Mr. Gallon had not been idle during my absence. Besides collecting much interesting information with regard to the Damaras and the Namaquas, he had ascertained the existence of a fresh-water lake called Omanbondè. This had the effect of raising our spirits considerably. We had landed at Walfisch Bay with a vague idea as to our route, and had hitherto felt quite at a loss how to act.

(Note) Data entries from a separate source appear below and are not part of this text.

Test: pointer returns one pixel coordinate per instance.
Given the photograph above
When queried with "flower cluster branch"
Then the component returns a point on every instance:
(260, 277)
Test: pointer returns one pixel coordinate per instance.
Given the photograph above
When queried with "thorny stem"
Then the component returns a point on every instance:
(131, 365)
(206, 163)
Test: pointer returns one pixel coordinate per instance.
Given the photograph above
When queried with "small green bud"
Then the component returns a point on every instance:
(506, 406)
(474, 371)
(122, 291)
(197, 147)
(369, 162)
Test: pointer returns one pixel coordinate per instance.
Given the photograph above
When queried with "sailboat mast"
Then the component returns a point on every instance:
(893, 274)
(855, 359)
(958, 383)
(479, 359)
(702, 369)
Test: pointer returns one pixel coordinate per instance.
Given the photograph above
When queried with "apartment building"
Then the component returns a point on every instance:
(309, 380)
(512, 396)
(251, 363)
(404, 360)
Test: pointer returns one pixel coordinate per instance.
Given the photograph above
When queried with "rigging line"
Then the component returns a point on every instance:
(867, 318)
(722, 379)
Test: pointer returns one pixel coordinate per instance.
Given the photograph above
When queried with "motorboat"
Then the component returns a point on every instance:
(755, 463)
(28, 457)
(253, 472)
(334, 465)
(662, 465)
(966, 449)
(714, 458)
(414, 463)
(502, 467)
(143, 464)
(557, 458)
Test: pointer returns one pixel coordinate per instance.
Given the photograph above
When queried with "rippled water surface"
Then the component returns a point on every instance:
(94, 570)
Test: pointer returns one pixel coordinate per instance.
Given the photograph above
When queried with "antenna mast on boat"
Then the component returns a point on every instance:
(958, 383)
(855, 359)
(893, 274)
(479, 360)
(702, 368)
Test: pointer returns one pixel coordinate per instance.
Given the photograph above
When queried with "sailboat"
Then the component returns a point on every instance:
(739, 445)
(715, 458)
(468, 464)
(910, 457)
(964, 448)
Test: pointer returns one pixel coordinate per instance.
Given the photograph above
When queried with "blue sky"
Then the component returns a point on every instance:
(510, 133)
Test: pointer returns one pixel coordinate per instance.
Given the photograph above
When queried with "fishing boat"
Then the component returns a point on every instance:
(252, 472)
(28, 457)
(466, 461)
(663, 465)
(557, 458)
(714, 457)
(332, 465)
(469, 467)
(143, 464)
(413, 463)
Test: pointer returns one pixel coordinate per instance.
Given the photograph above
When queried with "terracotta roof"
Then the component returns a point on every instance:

To enable us to reach Omanbondè it was necessary to pass through Damara-land, which was totally unknown to Europeans. Even the missionaries who had resided several years on the frontiers were ignorant of the country beyond a very few miles of their own stations. The Damaras themselves entertained the most extravagant notions of its extent, population, and fertility. The people, however, were known to be inhospitable, treacherous, suspicious, and inimical to strangers. It had always been considered insecure to travel among them, but more particularly so at this time, since their southern neighbors, the Kamaquas, attracted by their vast herds, had lately made several extensive raids upon them, killing the people, and carrying off large numbers of cattle, sheep, &c. They believed, and with some show of reason, that every individual of a light complexion was leagued against them. They well knew that the cattle stolen from them by their enemies, the Namaquas, were sold to European traders; and they knew, also, that if, by accident or design, the cattle belonging to the missionaries, or other white men, were stolen by the thievish people in question, they were always restored on application. This, together with the fact than a European could pass unmolested through the Namaqua territory, strengthened them in the conviction that we were enemies in disguise.
In order, therefore, to calm their excited feelings, to assure them of our friendly and peaceable intentions, and to explain to them the real motive of our journey, Mr. Galton had dispatched messengers to the principal Damara chiefs.